SwiftUI App (from source)

Open EsperApp/EsperApp.xcodeproj in Xcode and hit Cmd+R.


Global Hotkey

Press Option+Space from any app to toggle transcription on/off. No need to switch to the Esper window.

Customize the shortcut in Settings > Shortcuts.


How It Works

  Microphone
      |  16kHz mono, 512-sample frames
      v
  AudioCapture ──> audio_q ──> VadThread (Silero VAD)
                                    |
                                    | speech detected, silence sealed
                                    v
                                speech_q ──> WhisperTranscriber
                                                 |
                                                 | spawn-context subprocess
                                                 | (MLX Metal isolation)
                                                 v
                                            mlx-whisper
                                            large-v3-turbo
                                                 |
                                                 v
                                        TranscriptionUpdate
                                            |           |
                                            v           v
                                        Console    Telegram
                                        (CLI)      (optional)

Pipeline

Stage What it does
AudioCapture Continuous mic input via sounddevice (16kHz mono, 32ms frames)
VadThread Silero VAD scores each frame. 300ms pre-buffer on speech onset. 300ms silence seals utterance.
WhisperTranscriber Whisper large-v3-turbo in isolated subprocess (MLX Metal safety). 15s watchdog. Auto-restart on crash.
Hallucination filter Discards high no_speech_prob or extreme compression_ratio outputs
Output Per-utterance text to console, SwiftUI transcript view, and/or Telegram

Requirements

Requirement Details
OS macOS 14+ (Sonoma or later)
Chip Apple Silicon (M1/M2/M3/M4)
Python 3.11+ via pyenv
Xcode 15+ (SwiftUI app only)

CLI Usage

python -m src.realtime_demo                    # Interactive device picker
python -m src.realtime_demo --device 0         # Specific mic
python -m src.realtime_demo --list-devices     # Show audio devices
python -m src.realtime_demo --telegram         # Send to Telegram
python -m src.realtime_demo --record           # Save speech audio to WAV

Telegram Setup

Copy the example config and fill in your credentials:

cp .env.example .env

Edit .env with your bot token and chat ID from @BotFather:

TELEGRAM_BOT_TOKEN=your-bot-token
TELEGRAM_CHAT_ID=your-chat-id

Run with --telegram, or configure in the SwiftUI app settings.

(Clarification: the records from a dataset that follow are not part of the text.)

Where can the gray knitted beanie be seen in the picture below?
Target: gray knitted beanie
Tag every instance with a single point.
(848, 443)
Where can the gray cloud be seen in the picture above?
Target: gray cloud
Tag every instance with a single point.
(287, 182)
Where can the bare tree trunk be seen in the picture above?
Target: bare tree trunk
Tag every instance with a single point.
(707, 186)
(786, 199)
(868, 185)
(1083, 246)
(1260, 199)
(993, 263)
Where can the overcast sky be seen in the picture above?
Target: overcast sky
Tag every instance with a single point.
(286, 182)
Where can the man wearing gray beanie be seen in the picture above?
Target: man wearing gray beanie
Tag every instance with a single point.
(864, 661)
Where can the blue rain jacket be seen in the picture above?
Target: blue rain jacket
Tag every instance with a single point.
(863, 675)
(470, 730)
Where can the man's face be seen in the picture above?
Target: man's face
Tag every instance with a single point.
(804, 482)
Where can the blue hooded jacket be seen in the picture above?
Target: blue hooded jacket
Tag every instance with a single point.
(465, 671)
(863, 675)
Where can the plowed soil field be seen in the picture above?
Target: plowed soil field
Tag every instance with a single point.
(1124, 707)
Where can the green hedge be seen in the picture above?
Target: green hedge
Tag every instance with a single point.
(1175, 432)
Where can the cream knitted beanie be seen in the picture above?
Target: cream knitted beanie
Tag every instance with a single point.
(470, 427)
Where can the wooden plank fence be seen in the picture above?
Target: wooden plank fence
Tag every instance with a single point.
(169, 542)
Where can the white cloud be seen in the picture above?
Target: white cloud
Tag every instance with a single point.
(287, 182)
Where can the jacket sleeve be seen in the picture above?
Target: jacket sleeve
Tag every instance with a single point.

Reliability: Messages retry up to 3x with exponential backoff. Rate limits (429) are respected automatically. Non-retryable errors (401/403) fail immediately. Messages over 4096 chars are truncated.


SwiftUI App

Menu bar app with waveform icon. Click to start/stop listening.

Feature Description
Device picker Dropdown with refresh button for Bluetooth hot-connect
Audio level meter Real-time RMS visualization
Transcript view Scrolling per-utterance transcript
Telegram Configure bot token + chat ID in settings
Auto-restart Python process auto-restarts on crash (up to 3x)
Mic permission Prompts for microphone access with clear error if denied
Command timeout 30s watchdog — auto-restarts if Python becomes unresponsive
Floating overlay Always-on-top transcription text over any window (configurable)
Auto-updates Sparkle 2 — checks every 24h, EdDSA-verified, installs and relaunches automatically

Auto-Updates

Feature Details
Framework Sparkle 2
Check interval Every 24 hours (configurable in Settings)
Manual check Menu bar > "Check for Updates..." or Settings > Updates
Verification EdDSA signature verification
Install Downloads, verifies, replaces, relaunches automatically

Floating Overlay

A transparent floating panel that shows live transcription text on top of all windows — no need to switch to the app to verify what was said.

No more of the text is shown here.